Columbia University’s Chief Operating Officer, Cas Holloway, met Davidai at the entrance and told him he would not be allowed in. 

By Vered Weiss, World Israel News

An Israeli professor was blocked from entering Columbia’s campus to ‘hold a peaceful sit-in’ and discovered his ID card had been deactivated.

Shai Davidai, an Israeli-American Business professor wished to stage a pro-Israel sit-in demonstration after anti-Israel protests have been occupying the Manhattan campus for nearly a week.

A video taken of Davidai trying to enter the area shows his discovery that his ID card has been deactivated and that he was denied access to the main campus.

Columbia University’s Chief Operating Officer, Cas Holloway, met Davidai at the entrance and told him he would not be allowed in.

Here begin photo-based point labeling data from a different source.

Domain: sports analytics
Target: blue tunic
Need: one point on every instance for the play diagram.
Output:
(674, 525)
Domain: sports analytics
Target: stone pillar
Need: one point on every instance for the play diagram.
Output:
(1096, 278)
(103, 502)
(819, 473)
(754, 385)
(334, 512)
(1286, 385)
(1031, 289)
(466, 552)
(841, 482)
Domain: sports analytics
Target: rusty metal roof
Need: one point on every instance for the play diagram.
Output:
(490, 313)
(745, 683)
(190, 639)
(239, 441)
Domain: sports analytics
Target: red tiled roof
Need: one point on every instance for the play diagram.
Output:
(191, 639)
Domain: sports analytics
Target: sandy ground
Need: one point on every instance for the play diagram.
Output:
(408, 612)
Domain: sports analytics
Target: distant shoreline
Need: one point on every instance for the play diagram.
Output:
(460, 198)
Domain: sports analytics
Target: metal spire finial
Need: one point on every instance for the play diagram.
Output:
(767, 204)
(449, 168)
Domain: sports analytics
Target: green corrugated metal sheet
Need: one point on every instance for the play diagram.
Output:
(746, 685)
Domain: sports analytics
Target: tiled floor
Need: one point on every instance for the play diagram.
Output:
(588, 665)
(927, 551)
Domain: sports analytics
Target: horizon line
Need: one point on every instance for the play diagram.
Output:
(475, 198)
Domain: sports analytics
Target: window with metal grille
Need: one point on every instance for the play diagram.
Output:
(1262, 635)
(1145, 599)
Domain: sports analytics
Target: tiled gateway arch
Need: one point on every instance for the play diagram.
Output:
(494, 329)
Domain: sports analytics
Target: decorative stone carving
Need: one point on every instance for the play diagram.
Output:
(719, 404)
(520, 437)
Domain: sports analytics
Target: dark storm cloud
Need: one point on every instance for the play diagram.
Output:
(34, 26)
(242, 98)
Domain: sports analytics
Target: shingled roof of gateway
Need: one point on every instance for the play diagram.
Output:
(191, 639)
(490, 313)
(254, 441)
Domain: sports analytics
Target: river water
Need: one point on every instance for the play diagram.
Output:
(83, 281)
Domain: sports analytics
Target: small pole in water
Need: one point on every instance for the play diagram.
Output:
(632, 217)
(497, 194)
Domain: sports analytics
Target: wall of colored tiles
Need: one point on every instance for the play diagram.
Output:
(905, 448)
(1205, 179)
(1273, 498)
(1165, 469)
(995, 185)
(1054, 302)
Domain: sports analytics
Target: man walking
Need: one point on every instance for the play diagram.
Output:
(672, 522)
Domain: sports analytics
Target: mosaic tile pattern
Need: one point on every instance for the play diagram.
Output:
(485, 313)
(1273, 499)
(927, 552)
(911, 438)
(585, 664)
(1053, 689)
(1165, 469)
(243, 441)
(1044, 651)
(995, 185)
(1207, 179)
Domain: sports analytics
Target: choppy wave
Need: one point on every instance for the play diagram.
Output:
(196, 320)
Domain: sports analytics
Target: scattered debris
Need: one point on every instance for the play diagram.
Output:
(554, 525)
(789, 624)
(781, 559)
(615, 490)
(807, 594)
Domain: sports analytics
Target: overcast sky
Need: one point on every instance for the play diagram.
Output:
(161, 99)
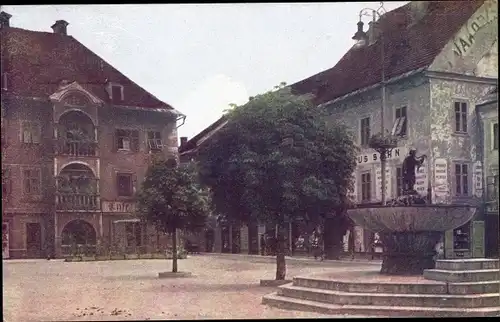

An hour earlier, Davidai said that he had received an offer from Holloway to hold this sit-in in a separate area from the main anti-Israel protest with the protection of public safety officers.

Davidai rejected this offer and posted on social media that the offer was “a continuation of six months of gaslighting and degrading the Jewish community.”

He then posted “This is 1938,” comparing the treatment of Jewish professors at universities like Columbia to the harassment and dismissal of Jewish instructors in Nazi Germany.

Shai Davidai, who often expresses his pride at being a Zionist and for having served in the IDF, has been vocal about antisemitism on campus beginning in the immediate aftermath of the October 7th massacre.

In October, Davidai delivered a speech criticizing Columbia’s administration for allowing “pro-terror student organizations” to harass Jewish students on campus.

After having been barred from entering the main part of campus, Davidai said, “I have not just a civil right as a Jewish person to be on campus, I have a right as a professor employed by the university to be on campus.”

He added, “Being Jewish in public has become a political statement,” Davidai said. “It’s not a privilege, it’s a right, and they’re not allowing me that right.”